Friday, May 08, 2009

Bank Stress Tests - Upbeat or Dismal?

The much anticipated bank tests were released yesterday and they were much more positive than many expected - at least according to The Seattle Times and The New York Times. But not so if you read what Turner Radio Network in their report of 'leaks' of the results http://www.mini-url.me/b4wyhn. According to their leaked source "Of the top nineteen (19) banks in the nation, sixteen (16) are already technically insolvent.". So who are we to believe?

According to the New York Times writer Edmund L Andrews, 10 of the 19 banks scrutinized will have to come up with 75 billion in capital, Bank of America alone has to raise 34.9 billion. So whats a poor little old bank supposed to do under these dire circumstances? Well I hope that it is along the lines of what Timothy Geitner is quoted in the same article - “With the clarity that today’s announcement will bring, we hope banks are going to get back to the business of banking,”. Banking - what a new concept, instead of the real estate holding companies that they have become in recent months.

To get more clarity, I submitted a question to staff writer, Binyamin Appelbaum with the Washington Post in one of their live chat sessions - on this very issue. My question(s) -

"I've gathered from the newly released stress test results that most of our banks need to raise capital. Is there anything that can be done to get them to start selling some of the distressed properties that most seem to be hell bent on holding on to? In my town last week there were 530 distressed listings on our MLS (bank owned, short, foreclosure) out of a total of 706 listings. That's over 75%. Yet if an agent can find a buyer that can actually get a loan, most of the homes available require lien-holder approval and guess what -- they aren't giving it. So the properties just sit and buyers wait until they can't wait anymore. We all know that most homes are undervalued just as they were overvalued 5 years ago, but isn't 50-75% of something better than 100% of nothing? Shouldn't banks get back to lending and get out of the real estate business? Wouldn't that raise capital and also increase prices and value?"

This was his answer to me:

"Officials hope that the results will encourage banks to start selling troubled assets including foreclosed homes.

The logic goes like this: The banks now need to find private investors (to avoid taking money from the government). Those investors want to put money in banks that are in good shape. So the banks have an incentive to clean house, so to speak."


I certainly do hope he's right. It's not bad enough that buyers are having a harder and harder time to get approved. They are required to have higher credit scores, lower debt to income ratios and still subjected to layer upon layer of additional fees. then when they have finally secure a loan - a home is still far from their reach.
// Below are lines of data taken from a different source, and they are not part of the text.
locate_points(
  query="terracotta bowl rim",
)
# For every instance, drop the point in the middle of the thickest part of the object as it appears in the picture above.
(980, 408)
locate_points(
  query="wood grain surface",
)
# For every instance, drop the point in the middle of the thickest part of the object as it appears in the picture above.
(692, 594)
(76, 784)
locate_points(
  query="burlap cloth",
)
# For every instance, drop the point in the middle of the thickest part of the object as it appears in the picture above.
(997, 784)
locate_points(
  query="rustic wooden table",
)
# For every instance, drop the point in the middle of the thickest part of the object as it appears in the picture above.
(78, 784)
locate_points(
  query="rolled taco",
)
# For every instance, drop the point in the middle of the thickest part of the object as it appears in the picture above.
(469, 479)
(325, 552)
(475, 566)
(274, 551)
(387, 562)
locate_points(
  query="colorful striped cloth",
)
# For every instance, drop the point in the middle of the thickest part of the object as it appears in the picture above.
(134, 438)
Gone are the days of 'no doc' loans, stated income loans, sub-prime loans, buyers today are vetted in a way that many of Obama's cabinet nominees have not been, and still no home run. The few home buyers that do venture into the fray,mostly first time buyers, can see the prize, are aware of prices lower than ever before, yet they can't seem to close. Not because their agents aren't working harder than ever, but because most homes are distressed and require lienholder approval - a thing that is more rare than a current homeowner with equity.

Whether banks shore up their capital by selling common stock, converting preferred shares to common stock, with private investors or any combination - it is well past time for them to do as Mr Geithner has suggested - "Let's get back to banking" - and leave real estate to real estate agents and brokers.